Erneute Lieferverzögerung beim A380
Airbus-Chef will Standorte aufmischen

Die neuerliche Lieferverzögerung beim Riesenflieger Airbus A380 könnte Auslöser für den schwersten Einschnitt in der Geschichte des Flugzeugherstellers werden. Der neue Airbus-Chef wagt, was noch keiner seiner Vorgänger gewagt hat: Er greift die historisch gewachsene Aufgabenverteilung zwischen den Werken an, denn die ist eine schwere Bürde für das Unternehmen.

rut/HB PARIS. Die Belegschaft in Hamburg befürchtet, dass sie die Endmontage des neuen Riesenfliegers A380 an den Standort Toulouse verliert. Dabei war das Hamburger Werk gerade erst für den A380 erweitert worden – gegen den erbitterten Widerstand von Anwohnern und Umweltschützern.

Kaum glücklicher sind allerdings die Kollegen am Standort Toulouse. Denn hier geht das Gerücht um, dass die Produktion des Erfolgsmodells A320 komplett nach Hamburg verlagert wird. Arbeitnehmervertreter haben bereits vorsorglich Protest angekündigt. Mit einem Tausch des A380 gegen den A320 würde das „deutsch-französische Gleichgewicht zerschlagen“, warnt die Gewerkschaft CGT.

Dieses Risiko will Christian Streiff offenbar eingehen. Der von dem neuen Airbus-Chef vorgelegte Sanierungsplan für den schwer angeschlagenen europäischen Flugzeugkonzern sehe unter anderem vor, die Aufgaben zwischen den Hauptstandorten neu zu verteilen, heißt es in Unternehmenskreisen.

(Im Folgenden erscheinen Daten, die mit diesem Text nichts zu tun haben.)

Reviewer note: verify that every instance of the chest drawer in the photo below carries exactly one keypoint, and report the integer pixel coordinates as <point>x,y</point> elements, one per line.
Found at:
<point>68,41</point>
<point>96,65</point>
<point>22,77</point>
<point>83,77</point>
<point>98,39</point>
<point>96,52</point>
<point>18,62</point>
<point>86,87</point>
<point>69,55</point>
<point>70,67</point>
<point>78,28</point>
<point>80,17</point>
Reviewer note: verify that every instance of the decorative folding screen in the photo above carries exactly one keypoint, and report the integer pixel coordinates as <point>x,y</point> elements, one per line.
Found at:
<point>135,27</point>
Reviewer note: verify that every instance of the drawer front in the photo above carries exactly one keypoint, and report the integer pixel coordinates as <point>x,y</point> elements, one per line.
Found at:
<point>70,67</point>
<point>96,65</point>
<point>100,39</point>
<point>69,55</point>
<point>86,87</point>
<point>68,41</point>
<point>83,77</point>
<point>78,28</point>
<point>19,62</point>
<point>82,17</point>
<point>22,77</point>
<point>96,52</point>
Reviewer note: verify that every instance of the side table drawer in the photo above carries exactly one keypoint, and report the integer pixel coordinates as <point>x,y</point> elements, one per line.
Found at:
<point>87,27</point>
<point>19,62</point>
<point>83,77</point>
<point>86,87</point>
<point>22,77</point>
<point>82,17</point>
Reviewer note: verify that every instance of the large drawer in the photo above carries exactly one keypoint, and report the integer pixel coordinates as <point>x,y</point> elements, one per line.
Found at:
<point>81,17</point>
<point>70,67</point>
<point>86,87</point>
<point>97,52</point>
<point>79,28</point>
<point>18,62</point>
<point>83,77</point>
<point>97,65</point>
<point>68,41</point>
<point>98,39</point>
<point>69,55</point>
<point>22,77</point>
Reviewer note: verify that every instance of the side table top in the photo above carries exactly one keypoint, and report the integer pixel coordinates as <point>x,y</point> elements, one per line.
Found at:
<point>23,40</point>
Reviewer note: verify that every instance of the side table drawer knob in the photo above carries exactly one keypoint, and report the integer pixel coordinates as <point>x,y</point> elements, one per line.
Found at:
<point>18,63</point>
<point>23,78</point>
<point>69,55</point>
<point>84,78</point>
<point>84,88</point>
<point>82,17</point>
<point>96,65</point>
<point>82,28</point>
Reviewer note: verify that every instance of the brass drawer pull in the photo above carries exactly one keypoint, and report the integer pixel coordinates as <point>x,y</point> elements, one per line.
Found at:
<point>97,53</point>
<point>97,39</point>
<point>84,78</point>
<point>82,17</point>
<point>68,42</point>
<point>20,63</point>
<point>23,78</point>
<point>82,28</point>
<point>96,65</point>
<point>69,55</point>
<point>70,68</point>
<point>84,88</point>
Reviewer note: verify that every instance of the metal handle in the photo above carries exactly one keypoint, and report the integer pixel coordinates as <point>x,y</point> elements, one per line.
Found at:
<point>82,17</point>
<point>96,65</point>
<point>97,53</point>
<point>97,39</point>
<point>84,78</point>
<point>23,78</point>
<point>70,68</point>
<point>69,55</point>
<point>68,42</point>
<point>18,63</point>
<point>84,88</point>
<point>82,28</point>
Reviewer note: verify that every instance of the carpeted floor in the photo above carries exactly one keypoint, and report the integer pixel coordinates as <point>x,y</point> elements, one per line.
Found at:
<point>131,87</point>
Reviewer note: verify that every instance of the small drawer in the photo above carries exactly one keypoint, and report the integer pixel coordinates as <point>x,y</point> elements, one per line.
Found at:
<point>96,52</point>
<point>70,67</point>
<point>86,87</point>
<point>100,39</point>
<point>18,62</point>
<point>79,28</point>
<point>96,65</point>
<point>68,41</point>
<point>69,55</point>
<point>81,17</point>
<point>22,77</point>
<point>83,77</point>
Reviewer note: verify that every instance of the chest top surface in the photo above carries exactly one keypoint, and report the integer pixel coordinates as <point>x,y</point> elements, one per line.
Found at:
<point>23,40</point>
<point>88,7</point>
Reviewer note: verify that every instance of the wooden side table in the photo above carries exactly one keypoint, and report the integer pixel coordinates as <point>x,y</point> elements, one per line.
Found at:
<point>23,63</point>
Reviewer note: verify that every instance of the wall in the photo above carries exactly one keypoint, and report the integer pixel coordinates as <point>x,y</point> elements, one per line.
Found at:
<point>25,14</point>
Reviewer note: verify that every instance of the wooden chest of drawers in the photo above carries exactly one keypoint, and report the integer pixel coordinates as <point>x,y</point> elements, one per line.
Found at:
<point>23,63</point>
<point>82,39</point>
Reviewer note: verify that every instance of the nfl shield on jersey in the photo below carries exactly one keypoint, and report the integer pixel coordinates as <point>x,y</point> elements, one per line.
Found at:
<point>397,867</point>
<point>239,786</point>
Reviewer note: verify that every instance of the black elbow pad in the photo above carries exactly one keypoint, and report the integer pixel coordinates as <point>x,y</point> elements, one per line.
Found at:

Konkreter Auslöser für die Pläne ist die neuerliche Verschiebung der Auslieferung des doppelstöckigen A380. Dies werde das Unternehmen mit 4,8 Mrd. Euro belasten, teilte der Airbus-Mutterkonzern EADS am Dienstagabend nach einer Sitzung des Verwaltungsrats mit. EADS will nun mit einem umfassenden Sparprogramm gegensteuern, das die Kosten um 30 Prozent senken und die Produktivität binnen vier Jahren um 15 Prozent steigern soll. Das werde nicht ohne den Abbau von Arbeitsplätzen gehen, sagte Streiff. Airbus werde zudem seine Produktionsstätten in Europa überprüfen und mehr Aufgaben auslagern.

Angriff auf ein Tabu

Damit wagt es Streiff als erster Airbus-Manager, ein historisch und politisch gewachsenes Tabu anzugreifen. Wenn es in der über dreißigjährigen Airbus-Geschichte um die Produktionsstandorte ging, kämpften die Partnerländer Deutschland, Frankreich, Spanien und Großbritannien bislang stets um nationales Prestige und um Arbeitsplätze. Die betriebswirtschaftliche Vernunft blieb dabei so manches Mal auf der Strecke.